Canvassing your groups tells you nothing about the die rolling method. It
will tell you about the application of the method. And this is colored by the fact that many groups probably don't require you to take the first set of stats that you roll. In which case players are allowed to cherry pick the better sets. That will skew the value considerably. But it's also important to actually check the total value (72 points) rather than whether any numbers or even several, are above 15.
We do that, simply because I'm not concerned about whether the characters have higher scores in terms of game balance etc. The stats that aren't selected can be used for NPCs, followers, or other characters. One of the reasons why I like the multiple character approach, is that players don't seem to mind some substandard characters if they aren't their only character. Although ironically, it's often (usually?) the substandard character that they enjoy playing the most.
Look, I get that people like random generation. Fair enough. But, at least be upfront about it. People are randomly generating their characters so they can get higher powered characters.
If that's your experience, then they aren't following the rules. If their purpose is to make higher powered characters and they are choosing to roll to do so, then they must also accept lower powered characters.
I'd recommend the following:
For players who choose to roll, they must take the first set of stats they roll (arrange as desired).
The floor for rolling is 63 points (the average of 3d6).
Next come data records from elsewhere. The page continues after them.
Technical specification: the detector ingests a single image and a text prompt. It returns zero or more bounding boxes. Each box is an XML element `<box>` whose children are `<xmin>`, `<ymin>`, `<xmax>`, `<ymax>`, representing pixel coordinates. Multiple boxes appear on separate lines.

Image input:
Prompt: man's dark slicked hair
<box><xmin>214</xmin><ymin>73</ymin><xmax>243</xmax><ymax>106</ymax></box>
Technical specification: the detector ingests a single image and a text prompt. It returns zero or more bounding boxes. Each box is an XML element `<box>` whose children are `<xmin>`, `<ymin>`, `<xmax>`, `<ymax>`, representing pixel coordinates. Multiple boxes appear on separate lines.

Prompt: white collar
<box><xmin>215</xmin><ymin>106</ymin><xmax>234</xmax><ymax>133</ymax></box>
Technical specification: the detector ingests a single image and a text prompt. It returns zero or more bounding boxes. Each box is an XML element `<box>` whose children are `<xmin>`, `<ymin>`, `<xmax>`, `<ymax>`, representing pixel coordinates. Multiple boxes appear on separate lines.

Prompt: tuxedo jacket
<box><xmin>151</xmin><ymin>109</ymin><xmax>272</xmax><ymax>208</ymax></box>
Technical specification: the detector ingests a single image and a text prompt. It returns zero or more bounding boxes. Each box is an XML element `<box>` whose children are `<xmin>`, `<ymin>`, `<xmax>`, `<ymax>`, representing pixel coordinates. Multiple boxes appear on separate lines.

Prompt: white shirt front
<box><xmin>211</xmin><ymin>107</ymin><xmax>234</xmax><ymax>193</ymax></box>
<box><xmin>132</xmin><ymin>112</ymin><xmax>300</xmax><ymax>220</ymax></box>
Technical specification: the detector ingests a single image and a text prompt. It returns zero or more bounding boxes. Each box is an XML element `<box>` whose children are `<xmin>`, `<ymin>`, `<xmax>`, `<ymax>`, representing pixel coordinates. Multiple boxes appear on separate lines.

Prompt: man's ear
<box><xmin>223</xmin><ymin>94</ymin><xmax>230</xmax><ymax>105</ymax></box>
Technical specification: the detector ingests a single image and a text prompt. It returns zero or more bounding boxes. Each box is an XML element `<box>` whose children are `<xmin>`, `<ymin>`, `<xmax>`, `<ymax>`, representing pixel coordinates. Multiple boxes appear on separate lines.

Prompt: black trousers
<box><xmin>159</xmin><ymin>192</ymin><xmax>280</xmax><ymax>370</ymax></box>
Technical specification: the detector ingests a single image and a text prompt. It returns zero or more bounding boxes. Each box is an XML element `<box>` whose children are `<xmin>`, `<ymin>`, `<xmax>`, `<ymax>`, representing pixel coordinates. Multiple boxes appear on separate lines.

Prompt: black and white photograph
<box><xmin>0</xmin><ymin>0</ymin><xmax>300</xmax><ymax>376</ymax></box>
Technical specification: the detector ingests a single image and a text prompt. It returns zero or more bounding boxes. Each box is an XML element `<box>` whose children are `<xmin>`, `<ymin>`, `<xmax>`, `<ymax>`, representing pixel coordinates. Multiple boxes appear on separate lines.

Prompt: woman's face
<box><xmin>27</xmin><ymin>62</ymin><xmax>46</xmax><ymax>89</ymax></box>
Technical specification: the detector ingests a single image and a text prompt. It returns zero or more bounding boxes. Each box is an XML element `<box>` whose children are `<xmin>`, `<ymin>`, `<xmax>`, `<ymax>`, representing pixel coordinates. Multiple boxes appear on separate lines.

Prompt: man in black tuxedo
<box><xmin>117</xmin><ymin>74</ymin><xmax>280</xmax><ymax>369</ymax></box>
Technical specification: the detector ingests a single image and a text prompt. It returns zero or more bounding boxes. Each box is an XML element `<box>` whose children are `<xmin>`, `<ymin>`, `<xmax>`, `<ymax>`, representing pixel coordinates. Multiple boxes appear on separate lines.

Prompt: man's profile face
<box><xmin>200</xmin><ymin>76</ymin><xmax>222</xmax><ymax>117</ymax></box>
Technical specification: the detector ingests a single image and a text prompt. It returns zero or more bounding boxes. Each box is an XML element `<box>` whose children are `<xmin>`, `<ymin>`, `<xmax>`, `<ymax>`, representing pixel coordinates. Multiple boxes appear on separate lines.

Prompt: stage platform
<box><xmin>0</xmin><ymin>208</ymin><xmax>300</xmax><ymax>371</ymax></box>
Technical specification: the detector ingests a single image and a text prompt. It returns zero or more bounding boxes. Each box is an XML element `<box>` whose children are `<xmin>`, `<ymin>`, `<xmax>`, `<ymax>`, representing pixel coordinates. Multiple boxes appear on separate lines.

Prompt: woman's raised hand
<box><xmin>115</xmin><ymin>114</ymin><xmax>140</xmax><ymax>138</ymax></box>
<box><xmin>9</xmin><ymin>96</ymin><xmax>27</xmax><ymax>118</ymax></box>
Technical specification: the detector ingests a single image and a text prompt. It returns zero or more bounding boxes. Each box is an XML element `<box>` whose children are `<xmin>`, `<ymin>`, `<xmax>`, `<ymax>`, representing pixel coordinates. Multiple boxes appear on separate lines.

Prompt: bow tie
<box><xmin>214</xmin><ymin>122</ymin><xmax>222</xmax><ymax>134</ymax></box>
If the total does not equal 63, then you may increase stats to reach a total of 63.
No stat can be raised above 15.
No second stat can be raised above 15 if any other stat is below 8.
If you'd like a narrower distribution, then set the floor closer to 72.
This way, folks that roll have a chance of getting higher ability scores (one of the reasons why people like rolling). Setting the floor means they will only get one roll. As soon as you allow a second roll, their stats will trend higher.
Of course, you're going to run into players who decide that if their character is less than everybody else's 72, it's not good enough. Either they'll complain, perhaps attempt to kill off the character, whatever. To me it's simple. If you can't abide by the rules, and play the character you've rolled randomly in good faith, then you can't roll randomly. You get the standard array.
However, in many of our experiences, that's not why people are rolling their characters. In fact, I can't say anybody here who is expressing their preference for rolling characters is doing so because it creates higher powered characters. So I agree, let's be upfront about it.
Some people randomly generate their characters so they can get higher powered characters.